Neither of these scenarios imply that the capacitor turns into a short circuit other than to try and counteract changes to its terminal voltage; there can be no sudden fall to zero volts because that would imply an infinite current surge into the capacitor.
Imagine the capacitor like a flywheel rotating at constant speed; any action that attempts to speed-up or slow-down the flywheel requires great torque and that results in only a ramping up or down of speed and not a sudden change of speed to zero.
The capacitor does not become an actual short circuit.
When we say that a capacitor is a short circuit at high frequencies, we are talking about the impedance of a capacitor when a sine wave voltage is applied to it. The impedance is the voltage divided by the current (similar to resistance).
$$ Z_C = \frac{V}I = \frac{1}{2\pi jfC} $$
It's an imaginary number, which means the current and voltage are out of phase. Apart from that, impedance is very similar to resistance.
Let's say you have a 1uF capacitor and a 1V (rms), 10kHz sine wave. The math says the impedance is 15.9 imaginary ohms. Therefore the current is \$\frac{1V}{15.9\Omega} = 0.063A\$. Now calculate the current at 100kHz. The current is \$0.63A\$. Now try 10MHz. The current is \$63A\$. Lots of current!
A real short circuit would allow infinity amps to flow, of course. As we increase the frequency, the impedance gets closer to 0 and the current gets closer to infinity. That's what "capacitors are like short circuits at high frequencies" means. A high frequency voltage signal will cause a large current to flow. (Or, equivalently, a high frequency current signal will only create a small voltage)

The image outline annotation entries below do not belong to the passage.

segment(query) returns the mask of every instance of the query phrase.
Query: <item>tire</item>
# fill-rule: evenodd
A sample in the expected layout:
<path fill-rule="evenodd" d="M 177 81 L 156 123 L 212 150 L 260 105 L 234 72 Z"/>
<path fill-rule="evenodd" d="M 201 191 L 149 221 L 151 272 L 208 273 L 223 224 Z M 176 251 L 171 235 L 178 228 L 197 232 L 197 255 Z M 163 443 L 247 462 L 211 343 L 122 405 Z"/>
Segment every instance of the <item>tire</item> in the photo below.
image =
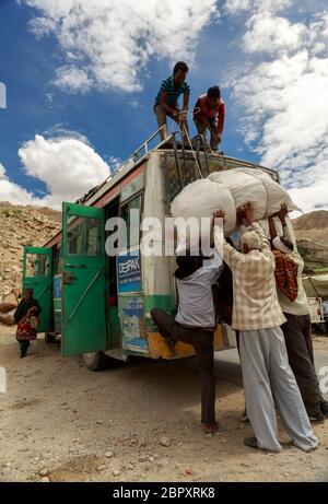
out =
<path fill-rule="evenodd" d="M 91 371 L 105 371 L 113 366 L 114 359 L 104 352 L 83 353 L 83 361 Z"/>
<path fill-rule="evenodd" d="M 56 343 L 56 336 L 51 332 L 45 332 L 45 342 L 51 344 Z"/>

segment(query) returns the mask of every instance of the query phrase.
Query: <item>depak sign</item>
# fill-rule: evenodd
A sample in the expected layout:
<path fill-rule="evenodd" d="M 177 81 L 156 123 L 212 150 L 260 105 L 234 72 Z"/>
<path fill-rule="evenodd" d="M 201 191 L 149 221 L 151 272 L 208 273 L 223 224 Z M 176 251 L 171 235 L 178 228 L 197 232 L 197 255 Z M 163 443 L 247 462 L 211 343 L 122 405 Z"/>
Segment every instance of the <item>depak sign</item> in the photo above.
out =
<path fill-rule="evenodd" d="M 119 294 L 140 292 L 142 290 L 140 255 L 136 255 L 136 251 L 119 255 L 117 270 Z"/>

So what happens if you have a signal consisting of several frequencies? Capacitors are called linear elements, which means that we can analyze each frequency independently. If you have a DC voltage (0 Hz), and a high frequency noise voltage, then the DC signal will not create any current through the capacitor (the impedance is infinite), but the high frequency noise voltage will create a large high frequency noise current through the capacitor which acts to cancel out the noise voltage.